German Chancellor Angela Merkel (67) met with Turkish President Recep Tayyip Erdogan (67) and said goodbye. And the two governments are already embroiled in controversy. The reason: the way the Turkish government deals with businessman, human rights activist and patron Usman Kawala (64).
Kavala has been in jail for four years. There are many allegations against him, but none. Pressure from the ambassadors of the European Union and ten countries angered Erdogan completely and hardened the fringes. Flick explains how this happened and what its consequences are.
Osman Qawala was arrested on October 18, 2017 at Istanbul Airport. Charge: He funded the KC Park protests against Erdogan in 2013 and wanted to destroy constitutional order.
He was re-arrested in February 2020 after a brief release because he was said to have been involved in a coup attempt in 2016. The charges were dropped, but he was arrested for “political and military” espionage.
The well-known businessman Kavala founded several publishing houses and in 2002 founded Anatolu Culture, an organization that promotes art and culture.
In December 2019, the European Court of Human Rights ruled that Turkey had violated the Human Rights Convention in its actions against Kavala and should be released immediately.
Ambassadors from Germany, Canada, Denmark, Finland, France, the Netherlands, New Zealand, Norway, Sweden and the United States put pressure on October 18 to demand a “quick and fair” decision in the case, as Turkey did not recognize the verdict. Kavala.
The Turkish president responded angrily. He declared the ten ambassadors to be “undesirable people.” He withdrew his initial threat to deport her on Monday evening.

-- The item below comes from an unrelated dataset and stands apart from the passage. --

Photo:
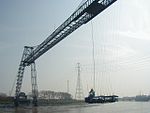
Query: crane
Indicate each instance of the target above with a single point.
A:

Erdogan is cutting his own flesh because this scandal is accelerating the collapse of the Turkish currency. After the dismissal of three central bankers, the key interest rate was lowered despite high inflation and now due to the diplomatic crisis, the lira has reached an all-time low. It has lost a quarter of its value against the euro since the beginning of the year.
The expulsion of the ten envoys would have been a drastic move. That would have further disrupted Turkey’s relations with the EU and NATO partner NATO – and a week before the G20 summit in Rome.
There Erdogan is really hoping to meet US President Joe Biden (78). The United States has imposed sanctions on Turkey over its acquisition of Russia’s S-400 missile defense system.
Christoph Ram, a Turkish expert at the University of Bern: “The announcement of the expulsion of ten ambassadors is a very blatant ploy to divert attention from Turkey’s economic crisis and the poor performance of Erdogan’s presidential government.” Like all right-wing populists, Erdogan is left with only nationalism to bring the people together behind him in times of crisis.
But Erdogan’s term in the June 2023 election will definitely come to an end. Ram: “If the next elections are fair and the Turkish opposition succeeds in fielding a strong common presidential candidate, the AKP is more likely to lose power.”